Mastering Perl for Bioinformatics [Electronic resources] نسخه متنی

2.8 Approximate String Matching

You've most likely
learned how to use regular expressions to find any of a set of
possible patterns in a string. Approximate string matching is
similar: an approximate string matching algorithm finds any of a set
of possible patterns in a string. However, the two approaches are
quite different in their capabilities and their ease of use. Simply
stated, approximate string matching can find many close matches to a
pattern that would be very tedious to specify using regular
expressions.

2.8.1 Edit Distance

There are several ways to measure the distance between two strings,
and our algorithm will use one such measure. Some variants of this
measure are considered in the exercises at the end of the chapter.
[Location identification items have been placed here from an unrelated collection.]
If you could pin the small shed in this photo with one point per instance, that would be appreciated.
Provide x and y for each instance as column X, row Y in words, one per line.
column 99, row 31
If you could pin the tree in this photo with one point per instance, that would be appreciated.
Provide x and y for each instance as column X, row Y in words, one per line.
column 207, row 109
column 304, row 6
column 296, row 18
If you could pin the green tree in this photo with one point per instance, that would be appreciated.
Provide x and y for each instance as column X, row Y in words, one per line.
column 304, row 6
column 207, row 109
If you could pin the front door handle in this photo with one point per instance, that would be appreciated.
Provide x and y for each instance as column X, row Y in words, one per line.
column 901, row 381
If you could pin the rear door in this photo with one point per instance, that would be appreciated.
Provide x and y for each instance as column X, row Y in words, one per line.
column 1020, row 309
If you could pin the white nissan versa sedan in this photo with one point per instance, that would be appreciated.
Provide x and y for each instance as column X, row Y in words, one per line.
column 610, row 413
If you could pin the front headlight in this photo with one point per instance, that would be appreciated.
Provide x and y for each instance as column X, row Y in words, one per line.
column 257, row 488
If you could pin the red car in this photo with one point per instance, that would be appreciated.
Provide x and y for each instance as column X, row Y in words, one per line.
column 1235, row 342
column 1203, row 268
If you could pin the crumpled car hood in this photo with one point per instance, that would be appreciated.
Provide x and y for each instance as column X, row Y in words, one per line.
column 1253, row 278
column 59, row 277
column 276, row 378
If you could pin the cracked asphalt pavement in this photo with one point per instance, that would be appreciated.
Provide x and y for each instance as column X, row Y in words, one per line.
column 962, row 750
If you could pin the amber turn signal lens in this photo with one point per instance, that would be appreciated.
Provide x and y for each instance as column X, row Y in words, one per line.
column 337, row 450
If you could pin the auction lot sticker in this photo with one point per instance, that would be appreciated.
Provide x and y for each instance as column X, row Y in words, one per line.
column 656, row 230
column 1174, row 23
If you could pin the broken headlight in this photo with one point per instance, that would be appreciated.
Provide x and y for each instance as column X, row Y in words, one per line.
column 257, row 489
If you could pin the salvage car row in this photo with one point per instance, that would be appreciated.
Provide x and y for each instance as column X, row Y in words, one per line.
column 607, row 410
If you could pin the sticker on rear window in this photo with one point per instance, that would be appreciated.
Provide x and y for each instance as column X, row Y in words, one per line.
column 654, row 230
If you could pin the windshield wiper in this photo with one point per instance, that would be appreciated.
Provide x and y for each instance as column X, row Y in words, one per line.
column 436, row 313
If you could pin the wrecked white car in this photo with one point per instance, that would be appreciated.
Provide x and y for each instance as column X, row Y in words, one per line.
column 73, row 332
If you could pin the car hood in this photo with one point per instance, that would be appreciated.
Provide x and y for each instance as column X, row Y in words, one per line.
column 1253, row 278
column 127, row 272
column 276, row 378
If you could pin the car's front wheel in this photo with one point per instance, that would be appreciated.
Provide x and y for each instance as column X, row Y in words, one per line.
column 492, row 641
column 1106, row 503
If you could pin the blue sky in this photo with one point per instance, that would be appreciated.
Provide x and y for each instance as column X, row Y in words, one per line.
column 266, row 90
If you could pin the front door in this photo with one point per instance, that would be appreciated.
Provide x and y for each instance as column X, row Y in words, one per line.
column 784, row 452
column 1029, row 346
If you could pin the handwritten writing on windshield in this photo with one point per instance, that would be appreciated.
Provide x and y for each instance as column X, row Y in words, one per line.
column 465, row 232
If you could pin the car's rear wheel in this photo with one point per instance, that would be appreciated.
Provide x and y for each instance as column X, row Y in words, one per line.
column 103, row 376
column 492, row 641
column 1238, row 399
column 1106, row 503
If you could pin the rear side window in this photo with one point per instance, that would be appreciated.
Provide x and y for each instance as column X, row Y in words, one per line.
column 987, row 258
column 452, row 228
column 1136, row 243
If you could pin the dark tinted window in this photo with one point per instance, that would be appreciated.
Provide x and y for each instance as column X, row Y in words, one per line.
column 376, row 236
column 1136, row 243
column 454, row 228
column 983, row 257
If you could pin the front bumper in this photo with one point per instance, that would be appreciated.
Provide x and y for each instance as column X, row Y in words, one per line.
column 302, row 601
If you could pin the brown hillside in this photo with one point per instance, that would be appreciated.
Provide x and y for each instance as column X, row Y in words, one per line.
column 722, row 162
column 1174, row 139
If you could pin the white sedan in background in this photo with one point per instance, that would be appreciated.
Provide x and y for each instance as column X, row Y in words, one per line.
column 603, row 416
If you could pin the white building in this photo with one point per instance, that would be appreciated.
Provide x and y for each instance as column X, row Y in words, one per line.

Our algorithm uses the idea of edit
distance to measure the similarity between two
strings. The idea is quite simple. Assume that there are three things
you can do to alter a string:

Substitution

Change any character to a different character

Deletion

Delete any character

Insertion

Insert a new character at any position

Now, let's say that every time you make any of these
three edits, you incur an edit cost of 1. Now, call the edit distance
between two strings as the minimum edit cost needed to change one
string into the other.

For instance, let's say there are two strings
portend and profound. You can
apply the following edits to portend:

portend
(delete o)
prtend
(insert o)
protend
(change t to f)
profend
(change e to o)
profond
(insert u)
profound

You can see that five edits were applied. Assuming you
can't find a quicker way to change one string into
the other, the edit distance between the two strings is 5.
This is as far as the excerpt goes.